Installing the GPU operator on SELinux enforced-nodes

Hi,

I have an issue with installing the GPU operator on nodes with enforced SELinux.

SELinux is enabled on the nodes, but disabled in containerd. As a result, the domains are not propagated to the containers. If we check the drivers’ directory on the node, the video folder is of type modules_object_t (the type needed by kernel modules):

$ ls -Z /usr/lib/modules/5.19.9-200.fc36.x86_64/kernel/drivers
...
system_u:object_r:modules_object_t:s0 video
...

While on the pod (nvidia-driver-daemonset pods) the same folder is of type var_lib_t:

$ ls -Z /usr/lib/modules/5.19.9-200.fc36.x86_64/kernel/drivers/
...
system_u:object_r:var_lib_t:s0 video
...

When trying to install the gpu-operator, the installation fails, and the error on the node is:

[ 5039.462792 audit: type=1400 audit(1684925801.740:1438): avc:  denied  { module_load } for  pid=189114 comm="modprobe" path="/usr/lib/modules/5.19.9-200.fc36.x86_64/kernel/drivers/video/nvidia.ko" dev="overlay" ino=95506836 scontext=system_u:system_r:unconfined_service_t:s0 tcontext=system_u:object_r:var_lib_t:s0 tclass=system permissive=0

The error tells me that unconfined_service_t is not allowed to do module_load on type var_lib_t. This is the expected behavior because modules_object_t is needed to denote it is loadable. But because containerd is not propagating the types into the pods, I’m losing the modules_object_t type on the drivers and cannot load them.
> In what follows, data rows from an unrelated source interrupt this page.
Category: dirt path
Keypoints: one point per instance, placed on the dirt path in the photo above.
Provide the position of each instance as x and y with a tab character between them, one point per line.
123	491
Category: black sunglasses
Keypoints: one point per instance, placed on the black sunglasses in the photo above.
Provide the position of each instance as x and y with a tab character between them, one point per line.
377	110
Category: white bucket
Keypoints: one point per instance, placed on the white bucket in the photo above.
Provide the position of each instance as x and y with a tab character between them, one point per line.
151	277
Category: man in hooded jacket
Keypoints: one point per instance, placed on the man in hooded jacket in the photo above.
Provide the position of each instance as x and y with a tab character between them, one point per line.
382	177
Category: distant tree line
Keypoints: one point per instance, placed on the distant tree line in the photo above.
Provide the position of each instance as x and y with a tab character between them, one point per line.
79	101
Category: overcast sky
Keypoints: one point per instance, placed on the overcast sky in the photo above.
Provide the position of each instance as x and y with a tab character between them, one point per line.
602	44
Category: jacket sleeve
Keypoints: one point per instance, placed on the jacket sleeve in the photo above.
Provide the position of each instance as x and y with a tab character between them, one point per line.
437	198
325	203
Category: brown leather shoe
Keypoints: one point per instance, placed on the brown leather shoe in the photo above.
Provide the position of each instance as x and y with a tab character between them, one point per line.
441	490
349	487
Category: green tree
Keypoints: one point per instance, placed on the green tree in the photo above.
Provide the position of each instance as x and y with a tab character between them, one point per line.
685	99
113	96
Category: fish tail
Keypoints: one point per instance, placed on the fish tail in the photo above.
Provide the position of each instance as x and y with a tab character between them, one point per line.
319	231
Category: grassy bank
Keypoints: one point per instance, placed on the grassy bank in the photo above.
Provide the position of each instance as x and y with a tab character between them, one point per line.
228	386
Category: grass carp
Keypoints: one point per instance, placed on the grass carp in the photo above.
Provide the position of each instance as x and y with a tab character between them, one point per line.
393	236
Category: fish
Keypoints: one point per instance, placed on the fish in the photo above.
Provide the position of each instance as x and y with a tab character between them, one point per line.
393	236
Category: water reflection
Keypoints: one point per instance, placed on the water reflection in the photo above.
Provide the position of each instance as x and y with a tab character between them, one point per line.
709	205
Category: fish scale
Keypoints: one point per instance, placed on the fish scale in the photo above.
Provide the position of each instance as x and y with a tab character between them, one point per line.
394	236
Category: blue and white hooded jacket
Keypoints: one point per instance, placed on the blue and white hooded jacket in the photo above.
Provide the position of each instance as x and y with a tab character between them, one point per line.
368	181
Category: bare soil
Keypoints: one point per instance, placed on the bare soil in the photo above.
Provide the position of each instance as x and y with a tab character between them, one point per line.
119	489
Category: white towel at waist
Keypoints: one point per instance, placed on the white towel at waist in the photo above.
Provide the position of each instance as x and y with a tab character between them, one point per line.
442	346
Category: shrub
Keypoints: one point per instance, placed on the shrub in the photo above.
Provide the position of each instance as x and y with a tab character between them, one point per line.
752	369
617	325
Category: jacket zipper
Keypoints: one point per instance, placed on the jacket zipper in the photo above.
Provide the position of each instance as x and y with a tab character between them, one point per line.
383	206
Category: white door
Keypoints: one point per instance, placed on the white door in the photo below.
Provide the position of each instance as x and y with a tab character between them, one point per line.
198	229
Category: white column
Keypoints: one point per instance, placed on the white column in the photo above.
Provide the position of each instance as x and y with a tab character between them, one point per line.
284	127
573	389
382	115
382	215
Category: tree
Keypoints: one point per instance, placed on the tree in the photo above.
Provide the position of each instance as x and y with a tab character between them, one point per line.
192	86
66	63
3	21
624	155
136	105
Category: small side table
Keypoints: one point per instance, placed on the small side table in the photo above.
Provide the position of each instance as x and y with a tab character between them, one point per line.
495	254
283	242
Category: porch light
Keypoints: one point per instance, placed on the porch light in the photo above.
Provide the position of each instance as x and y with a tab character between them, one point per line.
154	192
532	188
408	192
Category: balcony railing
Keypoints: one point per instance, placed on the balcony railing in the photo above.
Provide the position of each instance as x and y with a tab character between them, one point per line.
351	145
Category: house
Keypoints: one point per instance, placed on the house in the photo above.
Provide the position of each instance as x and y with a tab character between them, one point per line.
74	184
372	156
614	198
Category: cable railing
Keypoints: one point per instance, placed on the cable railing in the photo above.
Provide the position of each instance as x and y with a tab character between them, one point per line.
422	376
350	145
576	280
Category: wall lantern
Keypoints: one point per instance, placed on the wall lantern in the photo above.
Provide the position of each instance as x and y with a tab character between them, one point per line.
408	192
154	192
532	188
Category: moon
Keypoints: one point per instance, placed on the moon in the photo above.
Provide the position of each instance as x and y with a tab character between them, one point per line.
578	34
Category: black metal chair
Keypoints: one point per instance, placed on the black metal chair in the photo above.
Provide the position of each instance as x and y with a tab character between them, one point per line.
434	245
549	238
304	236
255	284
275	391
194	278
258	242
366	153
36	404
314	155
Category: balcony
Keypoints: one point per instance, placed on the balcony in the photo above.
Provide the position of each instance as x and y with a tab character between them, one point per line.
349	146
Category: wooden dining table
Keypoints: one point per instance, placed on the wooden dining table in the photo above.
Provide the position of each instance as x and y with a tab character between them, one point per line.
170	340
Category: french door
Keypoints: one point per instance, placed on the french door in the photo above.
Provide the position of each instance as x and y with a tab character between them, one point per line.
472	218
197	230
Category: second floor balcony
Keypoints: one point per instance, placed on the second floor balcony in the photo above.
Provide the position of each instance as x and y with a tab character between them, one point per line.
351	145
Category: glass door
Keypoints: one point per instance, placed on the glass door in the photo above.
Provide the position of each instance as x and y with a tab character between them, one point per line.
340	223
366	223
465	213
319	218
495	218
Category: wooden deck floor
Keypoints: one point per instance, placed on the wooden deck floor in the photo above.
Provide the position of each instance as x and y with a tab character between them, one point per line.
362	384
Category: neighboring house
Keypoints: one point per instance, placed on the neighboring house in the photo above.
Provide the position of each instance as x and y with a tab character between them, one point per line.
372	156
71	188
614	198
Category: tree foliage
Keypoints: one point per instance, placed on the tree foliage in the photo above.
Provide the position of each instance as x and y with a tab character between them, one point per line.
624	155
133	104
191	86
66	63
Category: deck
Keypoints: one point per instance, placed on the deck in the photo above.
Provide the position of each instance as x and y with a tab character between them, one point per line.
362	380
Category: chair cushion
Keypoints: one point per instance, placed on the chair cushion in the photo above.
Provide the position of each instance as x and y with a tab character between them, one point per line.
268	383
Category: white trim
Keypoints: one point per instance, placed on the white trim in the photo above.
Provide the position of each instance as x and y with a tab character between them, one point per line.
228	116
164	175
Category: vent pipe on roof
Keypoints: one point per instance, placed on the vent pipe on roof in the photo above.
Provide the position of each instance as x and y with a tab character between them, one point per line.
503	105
One easy fix is to create a policy: allow unconfined_service_t var_lib_t:system module_load. This is better than running SELinux permissive but still gives more permissions than required. So I was wondering if there is some other way to solve this. Enabling SELinux on containerd is not an option.

If I run chcon -t modules_object_t /usr/lib/modules/5.19.9-200.fc36.x86_64/kernel/drivers/video before nvidia-driver init the installation succeeds, but there is no easy way to do this using values file.

Versions used:

  • Kubernetes v1.25
  • Fedora Core OS 36
  • containerd 1.7.1
  • gpu-operator 22.9.1

Any ideas would be highly appreciated.

Best regards, Diana.

1 Like

Hello Diana,

I tried to find a solution for your scenario, but unfortunately had no luck. It looks more complex and requires some reproduction.

If you have actual Enterprise Support contract, please open the case and we’ll do our best to reproduce the issue and engage experts to look for a fix or workaround to avoid the issue with SELinux.

Regards,
Vladislav

We have encountered the same issue.
OS: RHEL 8.8
Kubernetes: v1.24.9
containerd: 1.6.15
gpu-operator: v23.3.2